Cade laughed at that. At
least he had a sense of humour.

‘So, are you going to let
me in on what’s going on?’

Cade nodded. ‘Shortly,
but first I need some information from you.’

‘I’m not sure what I can
tell you, but go ahead.’

‘Why were you at the
church that night?’

‘I don’t know really. I
wonder about that a lot. The night. I like the night, always have.’

‘But why the church?’

‘Like I said, I don’t
know. I seem to get drawn to places. Nothing specific about them. They just
seem to appeal, like, you know, on a subconscious level.’

Cade frowned, his eyes
looking left and right as if mulling over something.

‘Where else do you go?
Can you name any other place you’ve been drawn to?’

‘Interesting line of
questioning.’

‘It’s important.’ Cade
said, the tone of his voice not inviting any room for sarcasm.

‘Okay, I’ll play. Another
one that always seems to get me is Bleasedale Circle.’

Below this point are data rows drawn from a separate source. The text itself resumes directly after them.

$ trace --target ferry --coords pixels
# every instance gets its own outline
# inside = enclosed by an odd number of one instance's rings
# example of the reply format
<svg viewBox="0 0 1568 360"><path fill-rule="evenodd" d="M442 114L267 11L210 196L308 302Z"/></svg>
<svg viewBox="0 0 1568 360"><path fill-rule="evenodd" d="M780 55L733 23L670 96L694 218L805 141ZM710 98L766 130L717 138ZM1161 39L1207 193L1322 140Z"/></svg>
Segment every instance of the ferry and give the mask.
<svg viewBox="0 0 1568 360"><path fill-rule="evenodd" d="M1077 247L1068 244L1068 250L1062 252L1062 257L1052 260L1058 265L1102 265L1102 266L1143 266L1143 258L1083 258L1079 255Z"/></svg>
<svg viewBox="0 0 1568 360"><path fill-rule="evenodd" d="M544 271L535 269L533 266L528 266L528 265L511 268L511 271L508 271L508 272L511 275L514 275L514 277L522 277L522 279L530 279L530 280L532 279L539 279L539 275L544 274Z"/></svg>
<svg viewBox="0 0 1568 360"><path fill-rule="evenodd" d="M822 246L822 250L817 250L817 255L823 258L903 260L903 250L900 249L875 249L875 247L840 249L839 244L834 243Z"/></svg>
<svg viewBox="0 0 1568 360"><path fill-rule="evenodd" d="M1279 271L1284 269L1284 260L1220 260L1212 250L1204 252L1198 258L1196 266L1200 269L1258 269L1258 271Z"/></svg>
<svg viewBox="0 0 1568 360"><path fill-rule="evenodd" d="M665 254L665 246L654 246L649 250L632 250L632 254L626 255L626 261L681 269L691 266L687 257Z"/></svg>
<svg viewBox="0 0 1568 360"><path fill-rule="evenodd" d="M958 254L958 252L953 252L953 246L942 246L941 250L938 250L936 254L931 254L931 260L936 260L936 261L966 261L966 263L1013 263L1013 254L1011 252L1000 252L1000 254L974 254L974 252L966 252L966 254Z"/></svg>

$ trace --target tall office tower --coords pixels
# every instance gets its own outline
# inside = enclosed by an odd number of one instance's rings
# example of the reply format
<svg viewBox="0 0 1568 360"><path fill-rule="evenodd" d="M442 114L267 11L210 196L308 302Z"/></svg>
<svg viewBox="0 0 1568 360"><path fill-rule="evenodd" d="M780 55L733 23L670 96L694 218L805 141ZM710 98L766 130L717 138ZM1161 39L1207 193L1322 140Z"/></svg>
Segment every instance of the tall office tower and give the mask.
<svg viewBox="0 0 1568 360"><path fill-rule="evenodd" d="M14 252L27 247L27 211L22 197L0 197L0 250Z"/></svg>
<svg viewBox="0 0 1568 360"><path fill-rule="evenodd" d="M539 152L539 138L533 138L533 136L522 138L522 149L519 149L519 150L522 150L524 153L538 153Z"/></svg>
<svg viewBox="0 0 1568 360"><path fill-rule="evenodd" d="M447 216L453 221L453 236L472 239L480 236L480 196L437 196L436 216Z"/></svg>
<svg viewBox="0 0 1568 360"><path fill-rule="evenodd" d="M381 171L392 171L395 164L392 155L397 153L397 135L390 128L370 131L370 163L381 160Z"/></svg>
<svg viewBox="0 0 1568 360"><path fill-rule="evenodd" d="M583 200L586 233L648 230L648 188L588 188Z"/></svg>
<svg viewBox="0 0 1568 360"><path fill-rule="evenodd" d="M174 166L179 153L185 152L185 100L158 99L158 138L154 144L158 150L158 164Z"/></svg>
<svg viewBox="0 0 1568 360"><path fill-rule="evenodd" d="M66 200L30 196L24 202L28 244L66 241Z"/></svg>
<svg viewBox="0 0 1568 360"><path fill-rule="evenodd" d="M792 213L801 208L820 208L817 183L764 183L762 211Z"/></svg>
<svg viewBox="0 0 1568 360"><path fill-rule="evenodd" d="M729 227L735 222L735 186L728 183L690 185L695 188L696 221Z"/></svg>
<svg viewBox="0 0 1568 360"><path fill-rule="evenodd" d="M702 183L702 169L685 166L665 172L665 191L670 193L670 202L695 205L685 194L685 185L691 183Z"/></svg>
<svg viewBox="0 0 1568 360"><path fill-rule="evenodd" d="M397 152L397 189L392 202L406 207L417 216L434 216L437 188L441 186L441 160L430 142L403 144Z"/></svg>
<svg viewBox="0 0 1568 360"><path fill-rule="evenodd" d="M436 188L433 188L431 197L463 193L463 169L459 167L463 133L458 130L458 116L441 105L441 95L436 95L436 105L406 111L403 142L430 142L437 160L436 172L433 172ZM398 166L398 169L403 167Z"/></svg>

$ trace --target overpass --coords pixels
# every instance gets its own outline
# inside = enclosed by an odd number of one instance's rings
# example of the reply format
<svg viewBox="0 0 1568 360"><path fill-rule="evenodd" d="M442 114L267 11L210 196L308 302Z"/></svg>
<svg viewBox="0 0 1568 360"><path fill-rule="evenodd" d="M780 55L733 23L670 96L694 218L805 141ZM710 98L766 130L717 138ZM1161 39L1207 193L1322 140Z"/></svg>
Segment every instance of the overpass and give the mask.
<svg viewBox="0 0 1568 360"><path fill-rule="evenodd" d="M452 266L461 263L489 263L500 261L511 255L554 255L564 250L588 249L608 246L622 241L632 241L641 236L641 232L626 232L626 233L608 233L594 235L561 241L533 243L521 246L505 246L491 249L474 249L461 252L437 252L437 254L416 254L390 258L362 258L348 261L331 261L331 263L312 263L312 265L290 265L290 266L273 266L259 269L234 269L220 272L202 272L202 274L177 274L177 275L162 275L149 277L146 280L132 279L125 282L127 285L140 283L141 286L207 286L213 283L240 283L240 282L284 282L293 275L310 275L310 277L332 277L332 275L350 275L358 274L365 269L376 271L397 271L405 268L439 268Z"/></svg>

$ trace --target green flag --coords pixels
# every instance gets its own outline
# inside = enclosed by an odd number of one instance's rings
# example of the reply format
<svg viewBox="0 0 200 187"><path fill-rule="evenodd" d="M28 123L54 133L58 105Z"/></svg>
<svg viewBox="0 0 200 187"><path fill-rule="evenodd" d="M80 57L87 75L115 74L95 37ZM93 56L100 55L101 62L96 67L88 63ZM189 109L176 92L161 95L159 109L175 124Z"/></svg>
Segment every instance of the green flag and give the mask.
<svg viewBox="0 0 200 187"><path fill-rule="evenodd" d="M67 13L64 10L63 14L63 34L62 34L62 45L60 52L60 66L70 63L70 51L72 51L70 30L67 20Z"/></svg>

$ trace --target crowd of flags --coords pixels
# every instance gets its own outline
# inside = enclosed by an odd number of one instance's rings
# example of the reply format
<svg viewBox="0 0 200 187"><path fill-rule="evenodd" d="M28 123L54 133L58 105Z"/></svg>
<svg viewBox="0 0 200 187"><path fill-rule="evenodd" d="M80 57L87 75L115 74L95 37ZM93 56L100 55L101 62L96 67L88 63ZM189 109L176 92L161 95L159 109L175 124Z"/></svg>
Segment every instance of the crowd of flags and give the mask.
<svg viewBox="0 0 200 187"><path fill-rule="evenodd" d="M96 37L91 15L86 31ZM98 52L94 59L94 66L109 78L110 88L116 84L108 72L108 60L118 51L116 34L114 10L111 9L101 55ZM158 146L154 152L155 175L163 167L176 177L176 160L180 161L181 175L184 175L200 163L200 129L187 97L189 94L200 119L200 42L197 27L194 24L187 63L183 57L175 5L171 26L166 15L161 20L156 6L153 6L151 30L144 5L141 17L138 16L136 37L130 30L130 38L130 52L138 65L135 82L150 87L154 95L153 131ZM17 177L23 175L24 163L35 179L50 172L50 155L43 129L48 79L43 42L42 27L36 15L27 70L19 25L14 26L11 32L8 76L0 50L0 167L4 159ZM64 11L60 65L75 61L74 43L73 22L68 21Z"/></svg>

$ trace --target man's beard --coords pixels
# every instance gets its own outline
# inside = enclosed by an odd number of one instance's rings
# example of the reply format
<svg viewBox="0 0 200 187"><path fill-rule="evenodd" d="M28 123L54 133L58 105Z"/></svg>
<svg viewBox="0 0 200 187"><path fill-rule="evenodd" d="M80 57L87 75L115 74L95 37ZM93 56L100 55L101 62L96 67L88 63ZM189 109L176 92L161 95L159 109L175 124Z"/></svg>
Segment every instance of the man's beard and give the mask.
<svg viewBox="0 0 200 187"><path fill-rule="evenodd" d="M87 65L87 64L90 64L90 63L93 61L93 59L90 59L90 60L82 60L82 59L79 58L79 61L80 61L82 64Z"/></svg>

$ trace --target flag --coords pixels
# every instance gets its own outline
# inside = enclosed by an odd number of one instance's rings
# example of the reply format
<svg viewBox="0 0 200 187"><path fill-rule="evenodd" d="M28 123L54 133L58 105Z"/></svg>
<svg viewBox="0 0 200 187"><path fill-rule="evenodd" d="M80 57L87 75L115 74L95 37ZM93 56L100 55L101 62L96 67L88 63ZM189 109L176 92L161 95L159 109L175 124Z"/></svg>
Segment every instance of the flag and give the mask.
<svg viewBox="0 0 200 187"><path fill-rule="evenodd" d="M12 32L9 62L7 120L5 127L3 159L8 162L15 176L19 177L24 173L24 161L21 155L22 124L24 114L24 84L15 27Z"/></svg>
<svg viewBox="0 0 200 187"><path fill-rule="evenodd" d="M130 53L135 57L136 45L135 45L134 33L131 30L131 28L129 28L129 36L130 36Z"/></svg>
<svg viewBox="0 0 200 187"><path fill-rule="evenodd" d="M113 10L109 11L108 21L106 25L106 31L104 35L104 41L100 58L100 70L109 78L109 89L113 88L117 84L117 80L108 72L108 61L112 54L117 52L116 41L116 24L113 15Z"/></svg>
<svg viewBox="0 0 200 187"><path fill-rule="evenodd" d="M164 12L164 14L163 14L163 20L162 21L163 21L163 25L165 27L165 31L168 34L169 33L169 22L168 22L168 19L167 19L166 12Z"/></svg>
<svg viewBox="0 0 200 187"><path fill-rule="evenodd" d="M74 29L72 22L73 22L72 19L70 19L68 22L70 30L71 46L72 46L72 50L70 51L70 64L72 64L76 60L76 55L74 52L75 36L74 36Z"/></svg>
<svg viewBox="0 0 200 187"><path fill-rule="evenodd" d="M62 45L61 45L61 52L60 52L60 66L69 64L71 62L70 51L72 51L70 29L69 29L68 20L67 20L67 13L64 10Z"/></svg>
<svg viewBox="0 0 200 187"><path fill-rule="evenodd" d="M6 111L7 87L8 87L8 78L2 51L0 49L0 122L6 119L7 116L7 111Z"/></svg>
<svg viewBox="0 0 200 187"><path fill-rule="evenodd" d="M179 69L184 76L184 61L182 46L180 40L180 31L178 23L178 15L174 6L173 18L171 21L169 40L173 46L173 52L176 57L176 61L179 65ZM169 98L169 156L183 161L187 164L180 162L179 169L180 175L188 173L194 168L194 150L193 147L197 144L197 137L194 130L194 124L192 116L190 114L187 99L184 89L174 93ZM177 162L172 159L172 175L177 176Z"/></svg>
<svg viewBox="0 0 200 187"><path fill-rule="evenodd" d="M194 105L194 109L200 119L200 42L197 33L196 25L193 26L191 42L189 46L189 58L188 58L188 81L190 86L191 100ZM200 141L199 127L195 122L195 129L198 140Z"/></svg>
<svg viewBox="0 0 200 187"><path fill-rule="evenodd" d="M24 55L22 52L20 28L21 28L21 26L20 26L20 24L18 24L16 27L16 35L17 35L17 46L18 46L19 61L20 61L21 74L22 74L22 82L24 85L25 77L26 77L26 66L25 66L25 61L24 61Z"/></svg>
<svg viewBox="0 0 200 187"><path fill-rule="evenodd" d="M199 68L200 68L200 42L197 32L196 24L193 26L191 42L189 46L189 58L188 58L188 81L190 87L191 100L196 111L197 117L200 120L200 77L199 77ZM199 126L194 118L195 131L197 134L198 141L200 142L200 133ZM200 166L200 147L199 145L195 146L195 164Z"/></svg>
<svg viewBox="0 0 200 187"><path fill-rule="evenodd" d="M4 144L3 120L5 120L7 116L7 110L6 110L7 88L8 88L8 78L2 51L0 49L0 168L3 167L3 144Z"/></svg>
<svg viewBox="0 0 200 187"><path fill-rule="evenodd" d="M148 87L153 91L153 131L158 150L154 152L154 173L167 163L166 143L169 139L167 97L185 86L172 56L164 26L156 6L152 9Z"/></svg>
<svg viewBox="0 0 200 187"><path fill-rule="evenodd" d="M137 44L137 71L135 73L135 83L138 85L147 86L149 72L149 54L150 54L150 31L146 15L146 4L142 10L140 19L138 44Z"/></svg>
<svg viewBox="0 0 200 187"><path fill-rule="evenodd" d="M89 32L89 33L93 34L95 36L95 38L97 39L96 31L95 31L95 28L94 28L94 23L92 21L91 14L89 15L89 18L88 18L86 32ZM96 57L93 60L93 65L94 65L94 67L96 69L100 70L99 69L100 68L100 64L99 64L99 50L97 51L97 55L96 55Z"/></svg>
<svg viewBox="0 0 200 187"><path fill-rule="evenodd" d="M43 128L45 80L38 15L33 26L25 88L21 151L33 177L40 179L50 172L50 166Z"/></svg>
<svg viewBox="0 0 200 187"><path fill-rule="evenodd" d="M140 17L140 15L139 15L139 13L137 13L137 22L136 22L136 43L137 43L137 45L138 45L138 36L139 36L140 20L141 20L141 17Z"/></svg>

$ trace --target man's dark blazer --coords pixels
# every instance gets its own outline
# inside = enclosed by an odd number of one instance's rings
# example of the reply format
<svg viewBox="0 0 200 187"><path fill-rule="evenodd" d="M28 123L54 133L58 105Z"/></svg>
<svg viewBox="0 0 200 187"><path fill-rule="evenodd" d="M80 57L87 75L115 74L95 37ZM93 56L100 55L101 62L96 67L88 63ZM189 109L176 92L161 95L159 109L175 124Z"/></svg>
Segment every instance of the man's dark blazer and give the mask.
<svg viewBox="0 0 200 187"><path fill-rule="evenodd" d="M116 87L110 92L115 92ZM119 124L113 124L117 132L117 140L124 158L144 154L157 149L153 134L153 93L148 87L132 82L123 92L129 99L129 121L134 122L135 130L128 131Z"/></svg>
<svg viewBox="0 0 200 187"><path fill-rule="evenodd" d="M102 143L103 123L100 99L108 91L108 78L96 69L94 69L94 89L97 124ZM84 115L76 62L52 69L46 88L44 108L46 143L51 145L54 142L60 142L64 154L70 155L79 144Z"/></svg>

That made Cade sit up. ‘The
stones in Lancaster?’

‘Like I said, I like to
wander. Why, how is this relevant to what happened?’

‘It just confirms my
suspicions. You’re drawn to these places as you’re a Latent. The first test was
testing if you could see Skelwith.’

‘Skelwith?’

‘The mansion. But those
places are special. The church used to have an access point to a Way before it
collapsed. Bleasedale’s the same, although that one has been sealed for
centuries. The Consensus is still weak there though, which is what’s been
drawing you in.’

Seb blinked and waved
both hands up. ‘Okay, now it’s your turn. All I just heard was some crazy shit
followed by a bit more crazy sprinkled on top.’

Cade laughed again. ‘Fair
enough. You’re going to hear a lot more about this soon but let me give you an
abridged version for now.’

‘That’ll do for now,
anyway. I doubt my brain can take too much of this Matrix stuff today.’

‘That analogy isn’t too
far off the mark.’ Cade said. He shifted round on the bench, his yellow eyes
fixing Seb with a stare that made him uncomfortable.

‘Right, Seb. Imagine that
the world you know, this world, is just one of many realms that exist in one,
massive reality.’

‘A bit like the
multiverse thing?’ he said, smirking inwardly at the one random fact he could
add to the discussion.

‘Not quite. Take this one
universe
, as you call it. Imagine if that universe was shattered into
several pieces. Where once civilisations existed side by side, they are now
separated by vast distances of time and space.’

‘Wow, this is getting
heavy,’ he said, pinching the sides of his brow.

‘I won’t go any further
on that for now, brighter people than me will explain it better than I can.
Just for now accept the premise that Earth exists in a fragment of an old
universe. That this fragment is known as a Shard, and there exist many other
fragments out there, also called Shards.’

Seb nodded slowly. Part
of his mind, the part that worked with facts, with logic, told him that this
was obviously bullshit. How could this guy know? This guy with the ninja skills
and the yellow eyes? The same guy that had saved him from possessed people with
blood like oil and eyes as black as night? He processed it over and over, and
slowly his logical mind began to concede that perhaps this guy was worth
listening to. Hell, how else could he explain the mansion appearing trick?

‘Okay, I’ll accept that
premise. I’ve heard something sort of similar before, so it’s not too Twilight
Zone just yet.’

‘Give it time. That’s
just the tip of the iceberg.’ Cade continued, ‘Finally, imagine that the cause
of this Sharding was a great war that ripped apart the very fabric of reality.
Imagine that the survivors of this war fled the chaos that remained and found a
new home in the Shard that was the furthest, most distant place away from the
horror that remained. Imagine these beings lived amongst the natural inhabitants
of that realm, hidden in plain sight, masking their true nature.’

‘Earth, our universe,’
Seb said, his eyes wide as his brain worked at a hundred miles an hour. ‘That’s
the Shard. You, Sarah, those things. You’re all part of the lot that came here?’

‘You pick things up
quick. Although not many of the originals are left. I was born a human, here,
on earth, as are most of the other Aware. The sheol were here already, but not
in the form or the number we know now.’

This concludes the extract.